Animal models of stroke are procedures undertaken in animals (including non-human primates) intending to provoke pathophysiological states that are similar to those of human stroke to study basic processes or potential therapeutic interventions in this disease. Aim is the extension of the knowledge on and/or the improvement of medical treatment of human stroke.

Classification by cause
The term stroke subsumes cerebrovascular disorders of different etiologies, featuring diverse pathophysiological processes. Thus, for each stroke etiology one or more animal models have been developed:
Animal models of ischemic stroke
Animal models of intracerebral hemorrhage
Animal models of subarachnoid hemorrhage and cerebral vasospasm
Animal models of sinus vein thrombosis

Transferability of animal results to human stroke
Although multiple therapies have proven to be effective in animals, only very few have done so in human patients. Reasons for this are (Dirnagl 1999):
Side effects: Many highly potent neuroprotective drugs display side effects which inhibit the application of effective doses in patients (e.g. MK-801)
Delay: Whereas in animal studies the time of incidence onset is known and therapy can be started early, patients often present with delay and unclear time of symptom onset
“Age and associated illnesses: Most experimental studies are conducted on healthy, young animals under rigorously controlled laboratory conditions. However, the typical stroke patient is elderly with numerous risk factors and complicating diseases (for example, diabetes, hypertension and heart diseases)” (Dirnagl 1999)
Morphological and functional differences between the brain of humans and animals: Although the basic mechanisms of stroke are identical between humans and other mammals, there are differences.
Evaluation of efficacy: In animals, treatment effects are mostly measured as a reduction of lesion volume, whereas in human studies functional evaluation (which reflects the severity of disabilities) is commonly used. Thus, therapies might reduce the size of the cerebral lesion (found in animals), but not the functional impairment when tested in patients.

Ethical considerations
Stroke models are carried out on animals which inevitably suffer during the procedure. These encumbrances are e.g. social stress during single or multiple animal caging (depending on the species), transport, animal handling, food deprivation, pain after surgical procedures, neurological disabilities etc. Thus, according to general consensus, these experiments require ethical justification. The following arguments can be produced to give reason for the conduction of animal experiments in stroke research:
Stroke is very frequent in humans.
Stroke is the third leading cause of death in the developed countries.
Stroke is the leading cause of permanent disability in the developed countries.
Yet there is no effective treatment available for the majority of stroke patients.
Currently there are no in vitro methods that could satisfactorily simulate the complex interplay of vasculature, brain tissue, and blood during stroke, and thus could replace the greater part of animal experiments.

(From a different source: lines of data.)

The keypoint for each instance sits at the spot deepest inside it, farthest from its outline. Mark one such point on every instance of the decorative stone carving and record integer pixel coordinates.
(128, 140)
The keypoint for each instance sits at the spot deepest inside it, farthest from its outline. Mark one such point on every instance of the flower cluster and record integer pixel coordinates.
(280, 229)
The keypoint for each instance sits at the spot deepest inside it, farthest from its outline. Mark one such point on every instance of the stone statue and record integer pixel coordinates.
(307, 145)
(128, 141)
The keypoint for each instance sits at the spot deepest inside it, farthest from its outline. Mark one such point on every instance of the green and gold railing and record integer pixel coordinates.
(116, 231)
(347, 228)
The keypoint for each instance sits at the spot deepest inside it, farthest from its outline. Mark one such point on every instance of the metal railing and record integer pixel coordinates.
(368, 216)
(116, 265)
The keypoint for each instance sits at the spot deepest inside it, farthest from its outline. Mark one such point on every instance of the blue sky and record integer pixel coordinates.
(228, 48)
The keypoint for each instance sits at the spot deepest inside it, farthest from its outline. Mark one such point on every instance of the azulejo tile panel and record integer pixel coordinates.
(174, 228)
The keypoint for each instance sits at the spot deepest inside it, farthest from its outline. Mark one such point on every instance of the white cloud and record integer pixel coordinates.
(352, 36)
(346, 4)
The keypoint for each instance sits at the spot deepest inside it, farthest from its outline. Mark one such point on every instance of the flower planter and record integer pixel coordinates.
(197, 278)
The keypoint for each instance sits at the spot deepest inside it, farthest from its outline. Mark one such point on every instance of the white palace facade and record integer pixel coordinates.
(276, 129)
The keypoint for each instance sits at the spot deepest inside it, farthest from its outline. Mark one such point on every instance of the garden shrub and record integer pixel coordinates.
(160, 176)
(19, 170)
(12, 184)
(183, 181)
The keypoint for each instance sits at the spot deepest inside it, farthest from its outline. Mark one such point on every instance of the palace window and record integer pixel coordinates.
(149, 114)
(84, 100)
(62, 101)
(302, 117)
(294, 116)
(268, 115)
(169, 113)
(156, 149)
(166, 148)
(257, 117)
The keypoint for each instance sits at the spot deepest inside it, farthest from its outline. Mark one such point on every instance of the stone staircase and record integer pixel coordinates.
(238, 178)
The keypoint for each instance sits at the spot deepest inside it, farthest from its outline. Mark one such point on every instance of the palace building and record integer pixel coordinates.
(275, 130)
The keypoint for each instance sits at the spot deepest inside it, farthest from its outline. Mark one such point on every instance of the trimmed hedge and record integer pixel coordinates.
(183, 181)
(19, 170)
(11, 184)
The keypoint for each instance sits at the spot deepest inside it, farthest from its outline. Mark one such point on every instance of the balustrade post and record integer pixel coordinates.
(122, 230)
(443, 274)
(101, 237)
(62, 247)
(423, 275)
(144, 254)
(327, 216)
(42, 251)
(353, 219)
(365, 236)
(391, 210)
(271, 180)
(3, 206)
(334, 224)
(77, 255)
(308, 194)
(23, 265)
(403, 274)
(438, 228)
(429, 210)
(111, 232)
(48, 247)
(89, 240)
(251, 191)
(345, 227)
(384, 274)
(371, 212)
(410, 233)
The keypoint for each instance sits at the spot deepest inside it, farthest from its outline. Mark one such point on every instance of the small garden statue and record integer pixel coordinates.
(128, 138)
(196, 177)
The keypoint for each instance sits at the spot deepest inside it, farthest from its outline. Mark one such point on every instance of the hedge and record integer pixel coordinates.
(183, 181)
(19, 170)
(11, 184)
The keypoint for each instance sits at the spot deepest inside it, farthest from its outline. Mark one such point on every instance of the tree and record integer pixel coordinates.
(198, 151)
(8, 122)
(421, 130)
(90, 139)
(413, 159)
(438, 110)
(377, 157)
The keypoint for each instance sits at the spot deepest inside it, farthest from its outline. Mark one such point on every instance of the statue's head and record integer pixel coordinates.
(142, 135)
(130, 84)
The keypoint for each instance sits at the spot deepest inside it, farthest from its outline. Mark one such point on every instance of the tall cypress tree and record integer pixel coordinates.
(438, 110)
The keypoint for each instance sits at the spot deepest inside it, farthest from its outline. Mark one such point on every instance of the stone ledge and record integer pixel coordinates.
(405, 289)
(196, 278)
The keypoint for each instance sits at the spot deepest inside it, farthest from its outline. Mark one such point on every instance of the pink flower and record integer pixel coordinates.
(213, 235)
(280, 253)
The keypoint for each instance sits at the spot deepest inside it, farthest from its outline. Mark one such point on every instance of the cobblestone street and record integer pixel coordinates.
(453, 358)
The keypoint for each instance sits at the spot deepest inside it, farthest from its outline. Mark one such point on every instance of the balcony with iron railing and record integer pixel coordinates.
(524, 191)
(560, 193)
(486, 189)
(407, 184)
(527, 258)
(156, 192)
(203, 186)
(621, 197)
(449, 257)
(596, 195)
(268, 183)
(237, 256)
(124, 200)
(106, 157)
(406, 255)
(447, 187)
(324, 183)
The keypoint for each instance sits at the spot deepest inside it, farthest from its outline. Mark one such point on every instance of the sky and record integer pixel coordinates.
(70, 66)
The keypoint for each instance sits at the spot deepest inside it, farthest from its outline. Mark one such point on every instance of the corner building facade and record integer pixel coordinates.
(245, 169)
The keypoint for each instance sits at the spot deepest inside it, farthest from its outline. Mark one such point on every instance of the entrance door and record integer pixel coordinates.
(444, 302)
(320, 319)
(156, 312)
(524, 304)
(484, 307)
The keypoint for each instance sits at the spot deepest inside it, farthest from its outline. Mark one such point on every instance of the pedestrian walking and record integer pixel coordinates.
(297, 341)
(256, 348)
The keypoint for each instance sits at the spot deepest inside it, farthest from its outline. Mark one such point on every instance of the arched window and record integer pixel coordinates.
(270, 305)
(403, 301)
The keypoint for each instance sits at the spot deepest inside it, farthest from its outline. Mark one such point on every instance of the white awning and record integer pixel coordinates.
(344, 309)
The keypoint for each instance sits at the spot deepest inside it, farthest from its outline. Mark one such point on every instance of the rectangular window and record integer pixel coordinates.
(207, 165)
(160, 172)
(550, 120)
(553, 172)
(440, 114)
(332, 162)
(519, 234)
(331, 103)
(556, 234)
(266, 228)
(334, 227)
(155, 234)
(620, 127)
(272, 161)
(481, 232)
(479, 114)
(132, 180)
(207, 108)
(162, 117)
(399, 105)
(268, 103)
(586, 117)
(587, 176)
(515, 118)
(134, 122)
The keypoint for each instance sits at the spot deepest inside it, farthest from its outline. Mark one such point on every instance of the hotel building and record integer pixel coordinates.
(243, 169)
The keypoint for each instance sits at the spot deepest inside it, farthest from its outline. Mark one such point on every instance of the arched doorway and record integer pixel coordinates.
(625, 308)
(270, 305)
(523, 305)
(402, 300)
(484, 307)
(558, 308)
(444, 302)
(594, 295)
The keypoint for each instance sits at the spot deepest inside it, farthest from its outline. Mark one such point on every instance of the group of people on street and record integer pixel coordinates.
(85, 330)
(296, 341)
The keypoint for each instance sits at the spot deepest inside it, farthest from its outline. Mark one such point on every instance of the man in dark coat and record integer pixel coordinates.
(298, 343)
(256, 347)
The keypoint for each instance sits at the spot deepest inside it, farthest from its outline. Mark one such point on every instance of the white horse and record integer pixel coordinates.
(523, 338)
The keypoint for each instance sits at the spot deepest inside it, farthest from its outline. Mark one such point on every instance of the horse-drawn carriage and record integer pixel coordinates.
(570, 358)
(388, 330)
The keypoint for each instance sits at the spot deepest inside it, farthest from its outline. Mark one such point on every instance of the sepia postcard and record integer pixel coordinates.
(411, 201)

During animal experimentation the following prerequisites have to be fulfilled to maintain the ethical justification (“the three Rs”):
Reduction: Animal numbers have to be kept as little as possible (but as high as necessary - to avoid underpowered studies -) to draw scientific conclusions.
Refinement: Experiments have to be best planned and to be conducted by trained personnel to minimize the suffering of animals on the one hand and to gain as much knowledge as possible out of the utilized animals.
Replacement: Whenever possible animal experiments have to be replaced by other methods (e.g. cell culture, computed simulations etc.).